Based on the literature, two major performing contexts of Cantonese opera existed in the 19th century: ritual performance and theatre performance. Ritual performances were organized by local villages for the purposes of celebrating birthdays of gods, festivals and other rituals. The performance venue was a temporarily built theatre of bamboo and iron sheets. Ritual performances have a long history in Hong Kong’s rural and urban areas; they are regarded as important folk rites. On the other hand, theatre performances only appeared when such buildings were established in urban areas in the second half of the 19th century. Compared with ritual performances, theatre performances are relatively stable events in terms of their popularity, attracting a consistently high audience. Since funding mainly relies on ticketing, theatre performances tend to be highly commercial and entertaining in nature. This can perhaps be said to reflect the contemporary development of Hong Kong as a business-driven city.
The 1920s and 1930s represented the climax of Cantonese opera development in Hong Kong. The Cantonese dialect holistically substituted the previous Jungchau dialect, while many new plays were written. Numerous great troupes performed in south China. Eminent artists, such as Sit Kok Sin and Ma Si Jang, competed with each other on stage. All in all, this was the Golden Age of Cantonese opera in Hong Kong.

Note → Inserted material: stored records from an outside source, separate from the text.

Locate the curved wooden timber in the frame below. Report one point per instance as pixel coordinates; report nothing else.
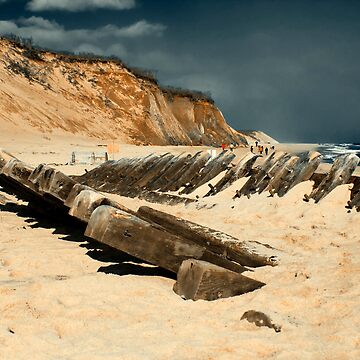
(241, 169)
(246, 253)
(340, 173)
(149, 242)
(211, 169)
(196, 163)
(198, 279)
(260, 175)
(302, 171)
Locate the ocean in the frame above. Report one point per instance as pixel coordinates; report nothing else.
(331, 151)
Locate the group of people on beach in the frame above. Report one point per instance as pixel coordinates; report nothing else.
(260, 148)
(231, 147)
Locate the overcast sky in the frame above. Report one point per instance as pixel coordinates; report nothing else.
(290, 68)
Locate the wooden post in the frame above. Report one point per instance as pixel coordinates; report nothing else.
(278, 178)
(166, 175)
(212, 169)
(152, 172)
(302, 171)
(245, 253)
(18, 171)
(195, 165)
(201, 280)
(149, 242)
(5, 157)
(241, 169)
(355, 195)
(339, 174)
(87, 201)
(50, 181)
(260, 175)
(182, 166)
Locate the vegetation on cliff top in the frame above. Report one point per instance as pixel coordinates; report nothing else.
(35, 52)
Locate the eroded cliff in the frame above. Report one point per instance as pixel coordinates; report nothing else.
(50, 92)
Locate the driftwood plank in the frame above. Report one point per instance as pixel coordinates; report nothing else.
(88, 200)
(50, 181)
(211, 169)
(153, 171)
(18, 171)
(5, 157)
(142, 167)
(340, 173)
(302, 171)
(241, 169)
(198, 279)
(355, 195)
(146, 241)
(261, 175)
(173, 178)
(167, 174)
(243, 252)
(277, 180)
(195, 165)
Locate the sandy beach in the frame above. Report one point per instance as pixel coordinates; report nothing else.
(65, 298)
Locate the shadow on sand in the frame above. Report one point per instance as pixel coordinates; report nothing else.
(70, 229)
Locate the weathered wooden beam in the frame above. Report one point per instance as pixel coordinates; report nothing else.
(152, 172)
(302, 171)
(143, 167)
(200, 280)
(211, 169)
(340, 173)
(161, 198)
(165, 175)
(241, 169)
(5, 157)
(47, 180)
(278, 178)
(18, 171)
(88, 200)
(195, 165)
(355, 195)
(181, 167)
(245, 253)
(262, 175)
(148, 242)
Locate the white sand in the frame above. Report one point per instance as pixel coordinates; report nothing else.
(54, 304)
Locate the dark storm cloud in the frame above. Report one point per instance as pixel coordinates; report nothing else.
(289, 68)
(79, 5)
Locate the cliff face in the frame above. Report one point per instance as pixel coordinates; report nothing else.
(103, 99)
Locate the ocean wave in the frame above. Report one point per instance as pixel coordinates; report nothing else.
(331, 151)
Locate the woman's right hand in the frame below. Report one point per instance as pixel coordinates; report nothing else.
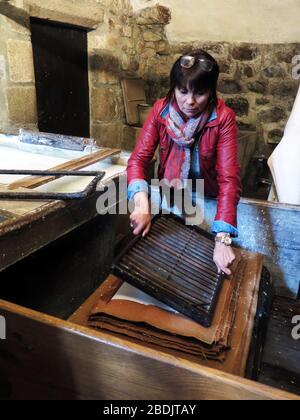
(140, 218)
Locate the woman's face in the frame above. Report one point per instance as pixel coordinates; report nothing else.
(191, 103)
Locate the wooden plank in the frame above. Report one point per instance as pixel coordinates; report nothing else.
(74, 164)
(272, 229)
(45, 358)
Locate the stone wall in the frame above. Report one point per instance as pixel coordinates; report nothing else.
(17, 86)
(104, 21)
(256, 79)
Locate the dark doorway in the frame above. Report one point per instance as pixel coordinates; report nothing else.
(61, 72)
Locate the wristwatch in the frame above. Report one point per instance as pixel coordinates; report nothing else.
(224, 239)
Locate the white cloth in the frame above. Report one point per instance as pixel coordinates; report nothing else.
(284, 162)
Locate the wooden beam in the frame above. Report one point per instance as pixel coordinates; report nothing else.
(46, 358)
(74, 164)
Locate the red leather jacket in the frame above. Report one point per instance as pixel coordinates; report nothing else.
(218, 157)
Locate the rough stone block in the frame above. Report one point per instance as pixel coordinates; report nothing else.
(157, 15)
(2, 68)
(129, 137)
(104, 105)
(257, 87)
(244, 53)
(86, 14)
(107, 135)
(239, 105)
(229, 86)
(273, 114)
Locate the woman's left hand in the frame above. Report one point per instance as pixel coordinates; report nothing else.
(223, 257)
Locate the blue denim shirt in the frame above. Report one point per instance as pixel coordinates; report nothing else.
(142, 185)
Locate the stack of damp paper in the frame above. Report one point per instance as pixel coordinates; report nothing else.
(125, 311)
(16, 155)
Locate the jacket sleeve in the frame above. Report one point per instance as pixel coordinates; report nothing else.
(228, 173)
(140, 159)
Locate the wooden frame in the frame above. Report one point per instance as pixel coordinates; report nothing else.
(44, 357)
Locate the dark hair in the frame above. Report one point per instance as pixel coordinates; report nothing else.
(195, 78)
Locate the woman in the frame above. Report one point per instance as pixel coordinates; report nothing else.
(197, 135)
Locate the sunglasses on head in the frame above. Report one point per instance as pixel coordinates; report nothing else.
(188, 61)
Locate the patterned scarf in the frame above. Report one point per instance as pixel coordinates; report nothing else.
(183, 135)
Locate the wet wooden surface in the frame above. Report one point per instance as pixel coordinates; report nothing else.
(281, 357)
(45, 358)
(272, 230)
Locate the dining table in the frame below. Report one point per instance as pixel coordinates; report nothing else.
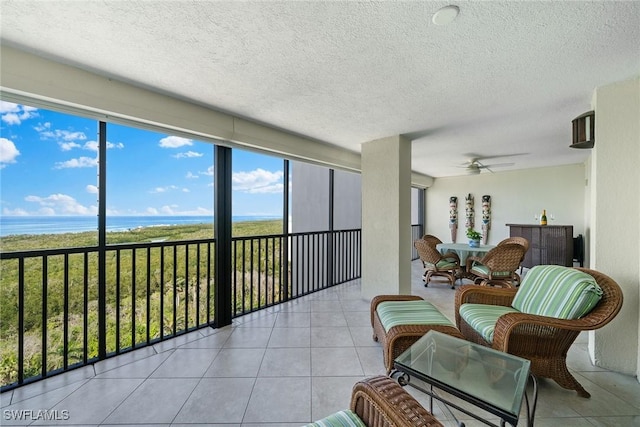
(463, 250)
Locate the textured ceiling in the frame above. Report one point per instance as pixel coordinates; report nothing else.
(504, 78)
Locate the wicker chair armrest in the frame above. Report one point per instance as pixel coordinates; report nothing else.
(471, 260)
(381, 298)
(451, 256)
(510, 321)
(381, 402)
(476, 294)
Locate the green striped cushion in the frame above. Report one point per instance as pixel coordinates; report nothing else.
(483, 269)
(556, 291)
(344, 418)
(418, 312)
(443, 264)
(483, 317)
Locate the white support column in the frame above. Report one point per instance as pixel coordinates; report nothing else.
(615, 214)
(386, 216)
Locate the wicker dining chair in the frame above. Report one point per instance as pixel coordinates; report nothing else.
(498, 267)
(541, 339)
(437, 264)
(520, 240)
(431, 239)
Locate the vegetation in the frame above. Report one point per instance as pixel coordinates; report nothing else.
(151, 292)
(473, 234)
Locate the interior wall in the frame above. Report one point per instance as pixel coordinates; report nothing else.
(615, 220)
(516, 197)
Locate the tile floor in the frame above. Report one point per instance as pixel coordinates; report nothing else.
(284, 366)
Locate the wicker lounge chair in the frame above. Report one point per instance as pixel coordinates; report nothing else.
(544, 340)
(498, 266)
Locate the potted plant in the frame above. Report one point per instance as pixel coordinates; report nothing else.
(474, 238)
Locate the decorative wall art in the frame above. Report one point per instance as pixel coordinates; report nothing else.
(469, 214)
(453, 217)
(486, 218)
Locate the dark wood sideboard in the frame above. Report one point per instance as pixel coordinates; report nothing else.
(548, 244)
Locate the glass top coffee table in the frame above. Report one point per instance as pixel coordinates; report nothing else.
(493, 381)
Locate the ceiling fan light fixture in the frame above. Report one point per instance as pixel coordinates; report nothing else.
(473, 170)
(445, 15)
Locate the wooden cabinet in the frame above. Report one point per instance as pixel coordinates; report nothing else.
(548, 244)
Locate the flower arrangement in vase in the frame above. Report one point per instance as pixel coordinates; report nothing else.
(474, 237)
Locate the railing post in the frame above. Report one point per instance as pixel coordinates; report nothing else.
(284, 261)
(102, 240)
(331, 242)
(222, 225)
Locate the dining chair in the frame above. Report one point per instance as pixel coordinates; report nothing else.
(437, 264)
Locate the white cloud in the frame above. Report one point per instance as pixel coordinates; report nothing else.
(8, 152)
(15, 212)
(14, 114)
(93, 145)
(60, 134)
(8, 107)
(169, 210)
(41, 127)
(174, 142)
(257, 181)
(80, 162)
(163, 189)
(173, 210)
(188, 154)
(267, 189)
(114, 145)
(62, 204)
(68, 146)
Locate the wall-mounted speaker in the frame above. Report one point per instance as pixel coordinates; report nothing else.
(584, 130)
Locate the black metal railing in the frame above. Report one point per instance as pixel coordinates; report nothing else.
(154, 291)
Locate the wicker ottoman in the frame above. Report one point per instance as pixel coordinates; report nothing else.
(403, 319)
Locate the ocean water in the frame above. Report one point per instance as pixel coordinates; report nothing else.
(10, 225)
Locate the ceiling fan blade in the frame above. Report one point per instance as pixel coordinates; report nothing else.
(498, 165)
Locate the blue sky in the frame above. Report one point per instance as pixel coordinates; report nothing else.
(48, 166)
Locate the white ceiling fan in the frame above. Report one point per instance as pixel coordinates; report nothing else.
(474, 165)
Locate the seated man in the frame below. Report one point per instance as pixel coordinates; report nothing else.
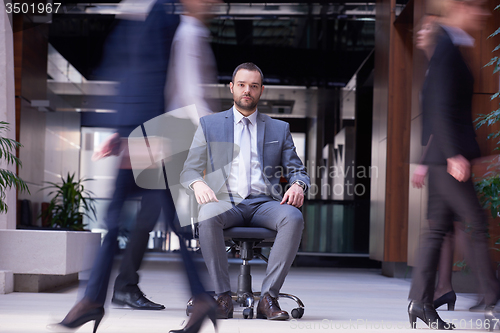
(244, 154)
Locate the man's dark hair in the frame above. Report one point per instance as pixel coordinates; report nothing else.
(249, 66)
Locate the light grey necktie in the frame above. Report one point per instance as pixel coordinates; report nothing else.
(244, 162)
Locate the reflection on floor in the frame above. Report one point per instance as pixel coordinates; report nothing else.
(358, 300)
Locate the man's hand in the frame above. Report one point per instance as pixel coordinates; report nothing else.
(203, 193)
(418, 178)
(109, 147)
(294, 196)
(459, 168)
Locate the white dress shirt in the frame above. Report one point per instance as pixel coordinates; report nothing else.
(258, 185)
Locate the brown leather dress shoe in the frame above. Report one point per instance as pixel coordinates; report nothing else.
(225, 306)
(269, 308)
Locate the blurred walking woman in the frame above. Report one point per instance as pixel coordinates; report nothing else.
(447, 117)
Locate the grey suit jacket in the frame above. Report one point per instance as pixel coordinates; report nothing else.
(213, 150)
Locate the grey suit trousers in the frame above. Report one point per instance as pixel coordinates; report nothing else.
(254, 211)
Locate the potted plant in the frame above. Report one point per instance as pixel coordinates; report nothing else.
(69, 204)
(8, 178)
(486, 172)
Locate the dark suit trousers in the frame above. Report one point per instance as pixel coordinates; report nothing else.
(449, 198)
(152, 202)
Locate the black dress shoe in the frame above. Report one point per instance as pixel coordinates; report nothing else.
(449, 298)
(135, 299)
(428, 315)
(269, 308)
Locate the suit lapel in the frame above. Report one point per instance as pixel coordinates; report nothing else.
(261, 129)
(229, 135)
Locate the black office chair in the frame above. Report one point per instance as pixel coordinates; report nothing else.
(244, 240)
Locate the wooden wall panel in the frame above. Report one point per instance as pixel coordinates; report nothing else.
(379, 129)
(391, 133)
(398, 141)
(485, 81)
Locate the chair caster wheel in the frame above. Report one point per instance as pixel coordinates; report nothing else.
(248, 313)
(297, 313)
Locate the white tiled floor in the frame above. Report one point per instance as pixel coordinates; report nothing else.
(360, 300)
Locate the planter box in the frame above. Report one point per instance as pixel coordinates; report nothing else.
(42, 260)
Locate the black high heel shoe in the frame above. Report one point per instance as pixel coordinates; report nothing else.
(449, 298)
(491, 318)
(428, 315)
(204, 306)
(95, 314)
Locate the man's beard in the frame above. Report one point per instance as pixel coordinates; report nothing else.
(248, 107)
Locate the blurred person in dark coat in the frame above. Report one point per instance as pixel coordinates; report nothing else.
(138, 57)
(447, 119)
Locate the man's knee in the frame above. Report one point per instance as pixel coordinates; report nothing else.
(293, 219)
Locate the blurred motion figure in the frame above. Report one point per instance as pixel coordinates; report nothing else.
(449, 133)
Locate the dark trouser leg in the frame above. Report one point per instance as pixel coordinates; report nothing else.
(128, 277)
(460, 199)
(99, 277)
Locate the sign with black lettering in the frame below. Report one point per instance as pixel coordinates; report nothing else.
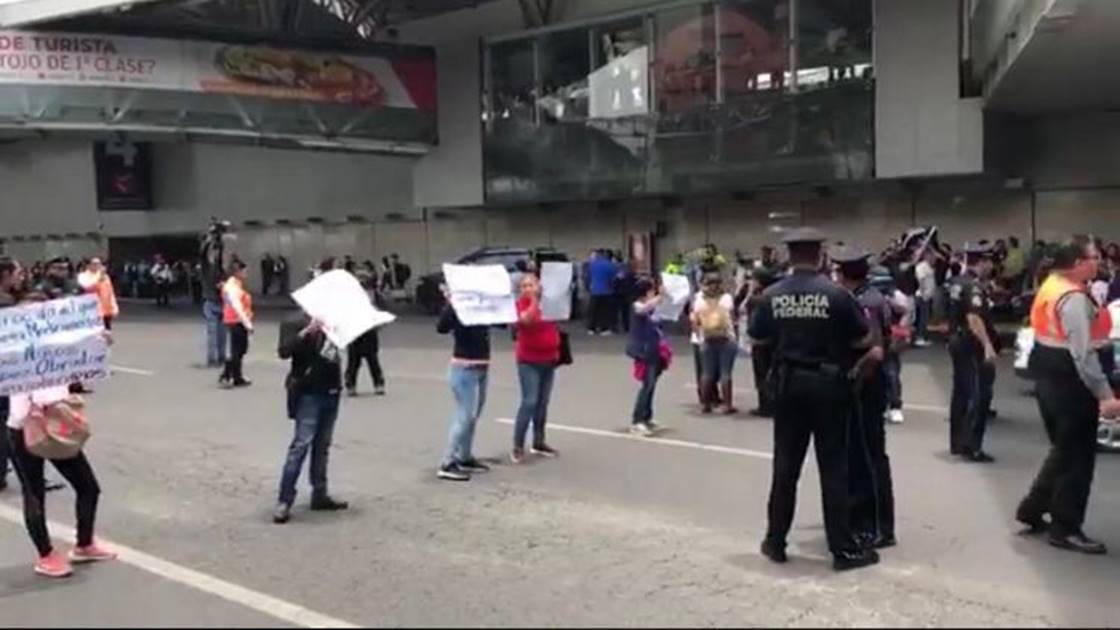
(123, 173)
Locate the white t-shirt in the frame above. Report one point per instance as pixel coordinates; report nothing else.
(20, 404)
(700, 302)
(926, 280)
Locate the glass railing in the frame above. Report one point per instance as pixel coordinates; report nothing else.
(822, 133)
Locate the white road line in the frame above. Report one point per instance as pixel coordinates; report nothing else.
(911, 406)
(136, 371)
(654, 441)
(264, 604)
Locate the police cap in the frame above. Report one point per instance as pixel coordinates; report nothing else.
(979, 250)
(803, 235)
(846, 256)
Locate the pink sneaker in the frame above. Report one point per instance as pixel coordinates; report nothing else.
(54, 565)
(92, 554)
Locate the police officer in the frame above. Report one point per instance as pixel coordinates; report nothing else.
(1070, 331)
(813, 326)
(972, 345)
(870, 488)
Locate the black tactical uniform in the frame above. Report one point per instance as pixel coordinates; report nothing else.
(870, 488)
(812, 324)
(972, 377)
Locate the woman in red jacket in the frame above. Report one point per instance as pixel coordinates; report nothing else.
(538, 351)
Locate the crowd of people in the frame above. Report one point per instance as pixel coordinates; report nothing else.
(824, 327)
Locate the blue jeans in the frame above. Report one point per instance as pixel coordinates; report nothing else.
(535, 391)
(922, 317)
(468, 385)
(215, 333)
(315, 427)
(718, 358)
(643, 406)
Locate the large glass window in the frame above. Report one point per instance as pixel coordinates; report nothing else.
(699, 98)
(686, 58)
(565, 66)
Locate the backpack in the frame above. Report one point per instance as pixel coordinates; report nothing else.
(715, 322)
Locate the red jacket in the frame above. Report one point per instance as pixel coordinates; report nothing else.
(538, 341)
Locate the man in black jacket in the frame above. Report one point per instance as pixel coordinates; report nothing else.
(314, 388)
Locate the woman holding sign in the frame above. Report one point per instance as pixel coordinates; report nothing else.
(538, 351)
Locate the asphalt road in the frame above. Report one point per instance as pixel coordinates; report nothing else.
(618, 530)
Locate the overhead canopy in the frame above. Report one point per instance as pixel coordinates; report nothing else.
(26, 12)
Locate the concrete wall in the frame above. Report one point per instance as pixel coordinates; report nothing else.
(922, 127)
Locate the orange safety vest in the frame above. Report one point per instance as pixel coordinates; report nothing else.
(235, 289)
(1047, 325)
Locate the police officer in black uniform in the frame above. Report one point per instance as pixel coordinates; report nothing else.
(871, 499)
(813, 326)
(973, 348)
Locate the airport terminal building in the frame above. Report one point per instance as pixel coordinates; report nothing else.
(430, 128)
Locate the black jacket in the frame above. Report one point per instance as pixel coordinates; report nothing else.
(311, 372)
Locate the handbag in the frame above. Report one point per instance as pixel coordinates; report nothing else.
(57, 431)
(565, 350)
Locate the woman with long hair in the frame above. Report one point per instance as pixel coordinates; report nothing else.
(29, 468)
(538, 351)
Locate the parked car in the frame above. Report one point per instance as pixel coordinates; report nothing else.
(515, 260)
(1109, 435)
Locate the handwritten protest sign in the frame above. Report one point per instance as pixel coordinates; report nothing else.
(556, 292)
(481, 294)
(52, 343)
(675, 293)
(337, 299)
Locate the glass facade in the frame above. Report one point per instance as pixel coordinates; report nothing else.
(687, 99)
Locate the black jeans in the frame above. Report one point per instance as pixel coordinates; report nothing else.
(811, 404)
(762, 358)
(1072, 416)
(162, 294)
(235, 355)
(364, 348)
(643, 405)
(871, 498)
(971, 398)
(603, 313)
(77, 473)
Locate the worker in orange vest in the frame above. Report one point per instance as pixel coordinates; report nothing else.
(96, 281)
(1074, 392)
(238, 316)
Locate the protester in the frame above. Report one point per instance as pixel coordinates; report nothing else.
(364, 348)
(602, 272)
(314, 387)
(96, 281)
(161, 277)
(650, 351)
(468, 376)
(12, 281)
(926, 292)
(268, 270)
(238, 316)
(538, 352)
(625, 294)
(712, 318)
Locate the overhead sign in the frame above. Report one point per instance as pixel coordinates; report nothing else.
(52, 343)
(110, 61)
(337, 299)
(123, 173)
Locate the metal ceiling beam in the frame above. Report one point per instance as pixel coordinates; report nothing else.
(25, 12)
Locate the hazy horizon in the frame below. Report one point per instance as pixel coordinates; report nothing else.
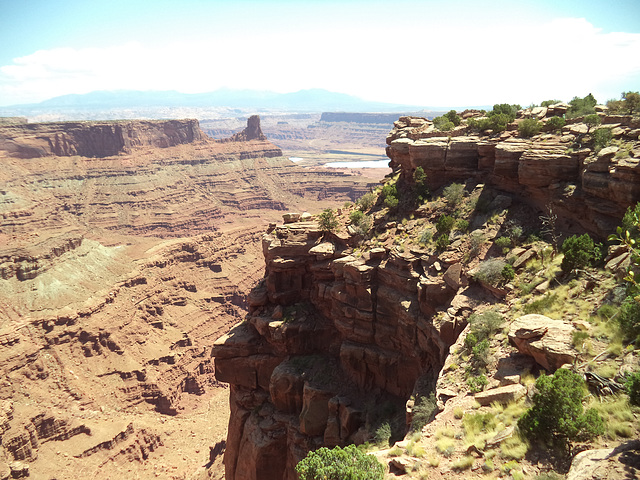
(422, 53)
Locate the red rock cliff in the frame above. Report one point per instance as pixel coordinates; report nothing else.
(586, 188)
(328, 335)
(95, 139)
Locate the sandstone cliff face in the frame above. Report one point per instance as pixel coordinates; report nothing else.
(593, 190)
(328, 333)
(330, 326)
(116, 275)
(95, 139)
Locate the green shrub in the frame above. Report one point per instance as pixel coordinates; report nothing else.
(480, 353)
(490, 271)
(362, 223)
(356, 216)
(555, 123)
(346, 463)
(529, 127)
(485, 325)
(629, 318)
(443, 241)
(557, 416)
(462, 225)
(541, 305)
(476, 240)
(477, 383)
(422, 412)
(578, 252)
(631, 221)
(601, 138)
(498, 123)
(463, 463)
(443, 124)
(390, 190)
(453, 194)
(391, 202)
(366, 201)
(421, 191)
(470, 341)
(426, 236)
(581, 106)
(632, 386)
(383, 434)
(508, 273)
(327, 221)
(503, 242)
(453, 117)
(505, 109)
(444, 224)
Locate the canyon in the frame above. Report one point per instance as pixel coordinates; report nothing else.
(126, 249)
(344, 331)
(159, 320)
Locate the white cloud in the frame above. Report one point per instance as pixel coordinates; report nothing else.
(480, 64)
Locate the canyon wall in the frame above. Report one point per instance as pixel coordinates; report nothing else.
(336, 327)
(330, 334)
(117, 273)
(95, 139)
(587, 189)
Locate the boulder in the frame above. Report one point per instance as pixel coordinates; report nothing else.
(502, 395)
(323, 250)
(291, 217)
(606, 462)
(548, 341)
(315, 410)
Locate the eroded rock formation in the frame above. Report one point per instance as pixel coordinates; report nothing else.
(591, 190)
(330, 327)
(117, 273)
(328, 333)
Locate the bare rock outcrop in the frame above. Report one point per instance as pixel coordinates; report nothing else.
(593, 190)
(328, 333)
(95, 139)
(548, 341)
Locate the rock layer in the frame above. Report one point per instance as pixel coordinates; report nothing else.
(590, 190)
(328, 334)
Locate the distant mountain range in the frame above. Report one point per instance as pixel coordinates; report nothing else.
(313, 100)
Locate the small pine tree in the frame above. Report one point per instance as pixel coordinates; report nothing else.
(346, 463)
(578, 252)
(327, 221)
(557, 417)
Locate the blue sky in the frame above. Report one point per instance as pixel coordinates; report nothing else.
(428, 53)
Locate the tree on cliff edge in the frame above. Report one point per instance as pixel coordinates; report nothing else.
(327, 221)
(346, 463)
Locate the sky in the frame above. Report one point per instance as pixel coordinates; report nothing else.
(442, 53)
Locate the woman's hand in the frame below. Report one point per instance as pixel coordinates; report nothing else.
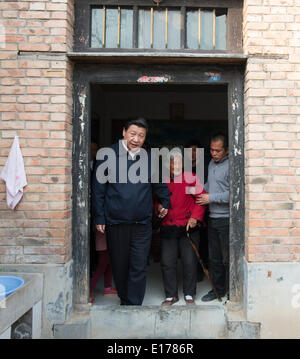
(162, 212)
(192, 222)
(100, 228)
(203, 199)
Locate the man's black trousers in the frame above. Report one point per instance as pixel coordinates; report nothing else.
(218, 249)
(128, 246)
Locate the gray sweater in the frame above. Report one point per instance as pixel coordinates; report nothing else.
(217, 186)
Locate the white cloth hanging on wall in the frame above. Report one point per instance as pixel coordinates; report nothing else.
(14, 175)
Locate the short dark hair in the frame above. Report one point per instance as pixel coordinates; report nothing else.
(137, 121)
(193, 142)
(220, 137)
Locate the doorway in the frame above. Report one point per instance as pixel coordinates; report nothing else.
(178, 116)
(181, 101)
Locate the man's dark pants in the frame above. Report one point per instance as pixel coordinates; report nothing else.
(128, 246)
(218, 248)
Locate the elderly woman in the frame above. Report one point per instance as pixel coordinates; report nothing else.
(183, 216)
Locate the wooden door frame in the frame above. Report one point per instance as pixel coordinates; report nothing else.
(87, 74)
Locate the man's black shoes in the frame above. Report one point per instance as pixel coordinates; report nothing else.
(211, 295)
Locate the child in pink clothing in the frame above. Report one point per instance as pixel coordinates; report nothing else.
(103, 267)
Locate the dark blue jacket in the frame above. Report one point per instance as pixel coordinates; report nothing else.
(125, 203)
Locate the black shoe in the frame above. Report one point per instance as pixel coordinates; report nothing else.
(200, 276)
(209, 296)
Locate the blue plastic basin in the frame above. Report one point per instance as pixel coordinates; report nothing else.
(9, 284)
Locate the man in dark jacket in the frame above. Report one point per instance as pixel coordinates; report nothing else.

Another critical era for Cantonese opera was the 1950s. Following the changing political system in China, Hong Kong and the mainland developed their own unique styles. Hong Kong initiated many creations of its own. Among the more commercial examples were Cantonese opera movies and records that enjoyed extensive circulation during this period, to the point that they became highly representative of Hong Kong culture. Developments such as these have continuously influenced the history of Cantonese opera.